This series of three art quilts explores issues of water pollution and erosion. Access to clean water is expected to become one of the critical issues of this century, even more important than access to energy resources.

Angelica Watershed
Angelica Watershed
46 x 30" Painted cotton, gold plate wire, black organza Satellite imagery printed on cotton (courtesy Space Science and Engineering Center, University of Wisconsin) Machine quilted

Nearly every day I walk through our neighborhood's greenway, witnessing the erosion along the banks of Angelica Run. An ancient oak will one day soon topple over, as the soil beneath it has been scoured away.
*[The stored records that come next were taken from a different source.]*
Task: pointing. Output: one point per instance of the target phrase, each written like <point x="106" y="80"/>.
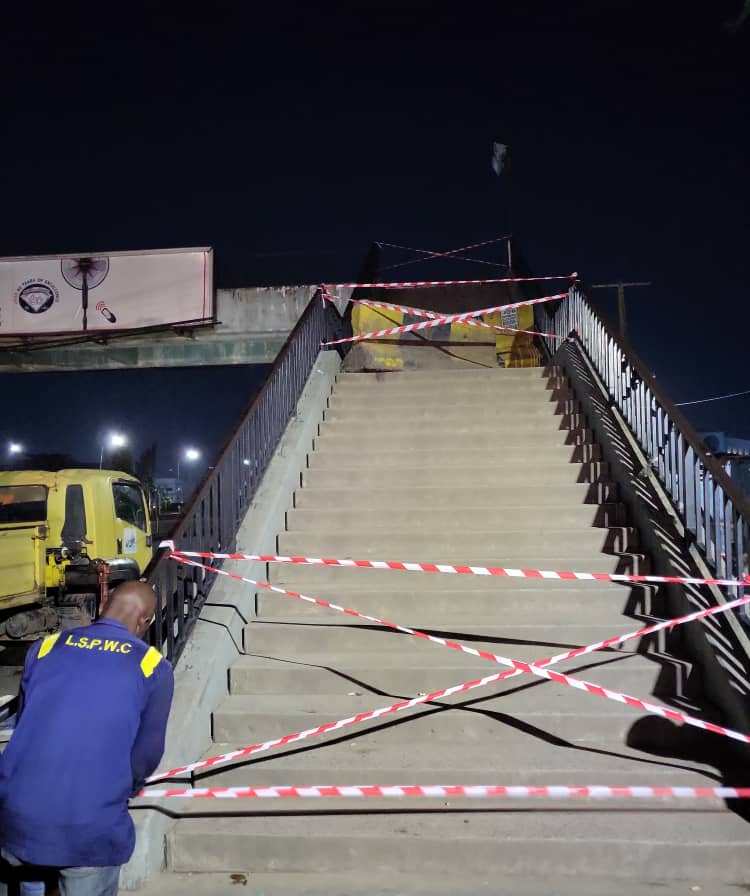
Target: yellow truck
<point x="55" y="531"/>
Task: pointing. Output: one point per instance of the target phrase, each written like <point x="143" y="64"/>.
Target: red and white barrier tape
<point x="433" y="315"/>
<point x="415" y="284"/>
<point x="516" y="668"/>
<point x="447" y="791"/>
<point x="463" y="317"/>
<point x="456" y="569"/>
<point x="329" y="727"/>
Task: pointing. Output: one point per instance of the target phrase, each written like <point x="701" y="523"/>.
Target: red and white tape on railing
<point x="463" y="317"/>
<point x="418" y="284"/>
<point x="517" y="667"/>
<point x="462" y="569"/>
<point x="433" y="315"/>
<point x="448" y="791"/>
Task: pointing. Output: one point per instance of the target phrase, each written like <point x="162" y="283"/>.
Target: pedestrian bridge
<point x="372" y="742"/>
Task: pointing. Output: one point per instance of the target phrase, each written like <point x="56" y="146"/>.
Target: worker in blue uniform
<point x="94" y="703"/>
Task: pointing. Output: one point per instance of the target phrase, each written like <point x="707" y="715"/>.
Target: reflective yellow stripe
<point x="47" y="644"/>
<point x="150" y="661"/>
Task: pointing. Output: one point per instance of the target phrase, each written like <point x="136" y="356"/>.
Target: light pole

Hurricanes (such as Hurricane Bill, pictured in five successive satellite images) are a natural part of our mid-Atlantic environment, but can bring too much water or too little when that natural cycle is disrupted.

Details

Angelica Watershed - detail

Angelica Watershed - detail


Rhapsody Watershed
Rhapsody Watershed
45 x 30" (plus 3 more inches for hanging tabs, not shown) Painted cotton, black netting (mostly transparent), hand-stitched gold thread Machine quilted

"Rhapsody Watershed" depicts the waste of rainwater in my suburban neighborhood, due to impermeable surfaces.

Details

Rhapsody Watershed - detail

Rhapsody Watershed - detail


Chesapeake Bay Watershed
Chesapeake Bay Watershed
27 x 38" Painted cotton fabrics, organza Machine pieced and quilted, collage, thread sketching

A view of the Chesapeake Bay area. Take a good look at the crescent world above our thin atmosphere; it is not the moon, but an ideal of our own home planet, covered mostly by oceans and clouds. Is it unreachable?